Now I agree that the idea of a canon policy . . . itself a uniting influence . . . can be taken too far when people seem bent on meddling with one's personal canon. However, I'm not attempting to meddle with your personal choices about what you want to accept. My purpose with the canon page and with my messages in this thread has been to clarify what that third-party uniting influence actually says we're uniting towards.


That's the canon for fans, and when fan relations talks about canon to the fans (whether it's Steve Sansweet, George Lucas in interviews, Star Trek guys in interviews, or StarTrek.com), that's precisely what they're supporting.

A canon policy isn't just something for writers, though the writers have one (as do different writing groups, such as show-writers versus licensed novel writers). A canon policy is the objective basis of discussion for all the fans.

Why Rank and Company Matter

Although I thought this obvious, I was reminded recently of the sort of confusion that people have if they fail to acknowledge proper rank and company information. A conversation on an EU Completist and Star-Trek-hate web board featured a conversation on Trek canon.

The opening post of the thread (titled "Possible canon change for Star Trek?") features old quotes from Harry Lang that the poster had just located. Harry Lang is said to be "Senior Director at Viacom Interactive (part of the company that took over Paramount)". The poster says he's not entirely sure what to make of it, but considers it significant nonetheless.

This isn't quite right. Viacom Interactive didn't take Paramount . . . Viacom Interactive (if that's even the proper company title) was a division of Viacom Consumer Products, which at the time of the quote in 2005 was simply the licensing arm of Viacom. The Interactive group oversaw licensing related to computer game and similar content, in the same way that Paula Block's Licensed Publishing oversaw licensing of printed works.

Put another way, at the time you had Viacom, its Viacom Entertainment Group, its subsidiary Paramount Communications
, and then Paramount Television that actually made Trek on TV around that time or Paramount Pictures for movie-making. That ends up looking like this:

VEG -> PaC -> PaT

But the canon-confusion crowd hears "Viacom" and gets excited, despite the fact that they've ended up on the tail end of another chain altogether:

VEG -> VCP -> VCP (Int.)

Supposing I picked from the air some of the other 900 or so Viacom subsidiaries with Viacom in the name. Let's say I found some senior-titled person in, say, Viacom Outdoor Advertising Limited, which may or may not have had anything to do with Trek posters or film banners or whatever, and this guy made a statement on canon.

Do we care?

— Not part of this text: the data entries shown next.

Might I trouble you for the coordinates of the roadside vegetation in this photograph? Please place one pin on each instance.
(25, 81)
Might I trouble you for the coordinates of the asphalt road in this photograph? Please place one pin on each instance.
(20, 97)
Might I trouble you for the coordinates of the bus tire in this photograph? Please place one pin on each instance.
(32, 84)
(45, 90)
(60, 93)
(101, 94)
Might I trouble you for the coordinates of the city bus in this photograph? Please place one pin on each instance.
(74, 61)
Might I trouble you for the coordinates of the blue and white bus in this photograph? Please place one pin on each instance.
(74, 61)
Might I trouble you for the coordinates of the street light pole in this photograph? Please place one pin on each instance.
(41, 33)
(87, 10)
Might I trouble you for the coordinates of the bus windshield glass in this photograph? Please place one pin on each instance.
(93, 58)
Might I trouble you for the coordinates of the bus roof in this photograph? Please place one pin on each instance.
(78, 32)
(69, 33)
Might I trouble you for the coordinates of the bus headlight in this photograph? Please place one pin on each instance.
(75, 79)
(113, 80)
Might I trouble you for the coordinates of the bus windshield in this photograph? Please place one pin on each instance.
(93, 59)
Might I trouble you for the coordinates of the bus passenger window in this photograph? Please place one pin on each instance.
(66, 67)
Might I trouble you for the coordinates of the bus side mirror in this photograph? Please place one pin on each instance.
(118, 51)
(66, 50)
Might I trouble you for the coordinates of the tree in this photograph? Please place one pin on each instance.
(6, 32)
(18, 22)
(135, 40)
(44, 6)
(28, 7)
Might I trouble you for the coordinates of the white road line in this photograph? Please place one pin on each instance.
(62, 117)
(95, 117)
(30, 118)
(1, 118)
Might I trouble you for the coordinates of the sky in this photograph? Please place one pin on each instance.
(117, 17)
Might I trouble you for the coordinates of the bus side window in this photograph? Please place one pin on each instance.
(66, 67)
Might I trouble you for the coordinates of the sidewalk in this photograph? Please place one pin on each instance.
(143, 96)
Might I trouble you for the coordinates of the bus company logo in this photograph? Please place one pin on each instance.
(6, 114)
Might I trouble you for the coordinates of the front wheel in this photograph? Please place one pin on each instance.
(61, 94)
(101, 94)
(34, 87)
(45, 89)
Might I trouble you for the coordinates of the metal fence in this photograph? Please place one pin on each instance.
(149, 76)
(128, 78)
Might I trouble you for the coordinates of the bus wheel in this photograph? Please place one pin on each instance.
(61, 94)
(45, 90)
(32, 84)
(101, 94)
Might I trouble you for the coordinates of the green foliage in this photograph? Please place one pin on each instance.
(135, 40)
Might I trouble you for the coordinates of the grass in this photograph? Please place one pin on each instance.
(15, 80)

Not especially, no.

Of course, despite their familiarity with my work, none of the people in that thread chose to check to see if I already had those quotes or the explanation thereon. As such, there were serious posts seriously considering what this meant for the Trek canon policy . . . today! They didn't even seem to know of the Viacom split that changes the whole ballgame.

(They could've been really on the ball by beating me to all the quotes from the Star Trek movie production team on canon that I haven't really messed with. They don't appear to change much that I've seen, but there's a mass of them I have to update the Trek canon pages with.)

A final entertaining note is that my 'biggest fan' on that board who seeks disagreement with me as a matter of principle declares that "
I got sick of all the wrangling over "correct canon policy" a long time ago." Given that in every case where he's made a stand on canon for either Star Trek or Star Wars he's ended up on the wrong side, it's little wonder that he's surrendered the fight.

Trying to mish-mash quotes by producers, janitors, and everyone in-between into a coherent understanding of canon policy is what produces all that "wrangling". All it takes to cut through the confusion is to consider things on the basis of rank, with its subsidiary value of company. Once that's done, you're all set.